574 Reginhild

Discovery
- Discovered by: M. F. Wolf
- Discovery site: Heidelberg
- Discovery date: 19 September 1905

Designations
- Pronunciation: German: [ˈʁeːɡɪnhɪlt]
- Alternative designations: 1905 RD

Orbital characteristics
- Epoch 31 July 2016 (JD 2457600.5)
- Uncertainty parameter 0
- Observation arc: 109.81 yr (40109 d)
- Aphelion: 2.7924 AU (417.74 Gm)
- Perihelion: 1.7120 AU (256.11 Gm)
- Semi-major axis: 2.2522 AU (336.92 Gm)
- Eccentricity: 0.23985
- Orbital period (sidereal): 3.38 yr (1234.6 d)
- Mean anomaly: 249.806°
- Mean motion: 0° 17^{m} 29.76^{s} / day
- Inclination: 5.6840°
- Longitude of ascending node: 336.810°
- Argument of perihelion: 76.710°

Physical characteristics
- Mean radius: 3.73±0.25 km
- Synodic rotation period: 14.339 h (0.5975 d)
- Geometric albedo: 0.3819±0.057
- Absolute magnitude (H): 12.30

= 574 Reginhild =

Main-belt asteroid

574 Reginhild is a minor planet orbiting the Sun that was discovered by German astronomer Max Wolf on September 19, 1905. The name may have been inspired by the asteroid's provisional designation 1905 RD.

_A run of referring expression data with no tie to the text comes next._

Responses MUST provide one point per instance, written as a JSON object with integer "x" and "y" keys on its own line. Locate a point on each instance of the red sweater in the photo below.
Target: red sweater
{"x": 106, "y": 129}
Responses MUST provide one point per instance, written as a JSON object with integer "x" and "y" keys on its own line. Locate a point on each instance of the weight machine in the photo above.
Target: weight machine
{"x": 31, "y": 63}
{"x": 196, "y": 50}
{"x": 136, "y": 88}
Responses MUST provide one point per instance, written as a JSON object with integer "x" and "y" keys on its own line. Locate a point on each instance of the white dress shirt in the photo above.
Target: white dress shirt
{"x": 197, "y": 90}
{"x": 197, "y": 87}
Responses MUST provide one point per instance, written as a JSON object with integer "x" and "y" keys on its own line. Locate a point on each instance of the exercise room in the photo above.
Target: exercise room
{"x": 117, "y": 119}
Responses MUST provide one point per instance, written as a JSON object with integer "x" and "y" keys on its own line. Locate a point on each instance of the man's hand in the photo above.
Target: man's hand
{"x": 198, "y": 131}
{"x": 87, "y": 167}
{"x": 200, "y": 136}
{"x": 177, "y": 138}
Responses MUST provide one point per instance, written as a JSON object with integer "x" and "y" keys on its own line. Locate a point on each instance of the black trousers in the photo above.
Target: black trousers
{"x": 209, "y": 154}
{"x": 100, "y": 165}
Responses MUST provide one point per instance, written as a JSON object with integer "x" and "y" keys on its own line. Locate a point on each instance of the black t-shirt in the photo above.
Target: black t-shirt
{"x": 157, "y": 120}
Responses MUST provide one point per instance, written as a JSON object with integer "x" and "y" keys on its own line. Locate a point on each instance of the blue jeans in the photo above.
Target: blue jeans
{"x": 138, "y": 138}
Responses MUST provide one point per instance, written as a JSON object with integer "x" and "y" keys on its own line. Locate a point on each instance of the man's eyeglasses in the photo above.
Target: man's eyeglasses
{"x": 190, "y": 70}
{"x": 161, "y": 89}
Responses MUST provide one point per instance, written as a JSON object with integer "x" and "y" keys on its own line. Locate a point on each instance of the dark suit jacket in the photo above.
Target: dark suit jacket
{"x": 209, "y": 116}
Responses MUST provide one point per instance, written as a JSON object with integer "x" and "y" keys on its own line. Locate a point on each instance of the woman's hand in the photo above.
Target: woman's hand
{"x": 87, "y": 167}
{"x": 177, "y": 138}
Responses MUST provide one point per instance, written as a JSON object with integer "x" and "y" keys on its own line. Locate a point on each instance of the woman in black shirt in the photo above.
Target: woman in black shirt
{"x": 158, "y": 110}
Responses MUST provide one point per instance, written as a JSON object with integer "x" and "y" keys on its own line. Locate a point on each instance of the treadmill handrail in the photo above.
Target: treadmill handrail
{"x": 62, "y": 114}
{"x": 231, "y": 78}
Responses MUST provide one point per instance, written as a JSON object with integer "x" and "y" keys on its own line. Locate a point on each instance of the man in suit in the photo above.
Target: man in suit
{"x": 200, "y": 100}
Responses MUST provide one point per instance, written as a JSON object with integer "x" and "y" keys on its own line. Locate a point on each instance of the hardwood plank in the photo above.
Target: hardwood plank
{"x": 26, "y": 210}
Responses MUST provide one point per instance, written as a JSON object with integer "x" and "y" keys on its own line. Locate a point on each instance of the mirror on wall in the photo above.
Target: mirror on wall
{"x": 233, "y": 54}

Photometric observations of this asteroid at the Organ Mesa Observatory in Las Cruces, New Mexico during 2010 gave a light curve with a period of 14.339 ± 0.001 hours and a brightness variation of 0.17 ± 0.02 in magnitude. The light curve shows three uneven minimums and maximums per rotation cycle.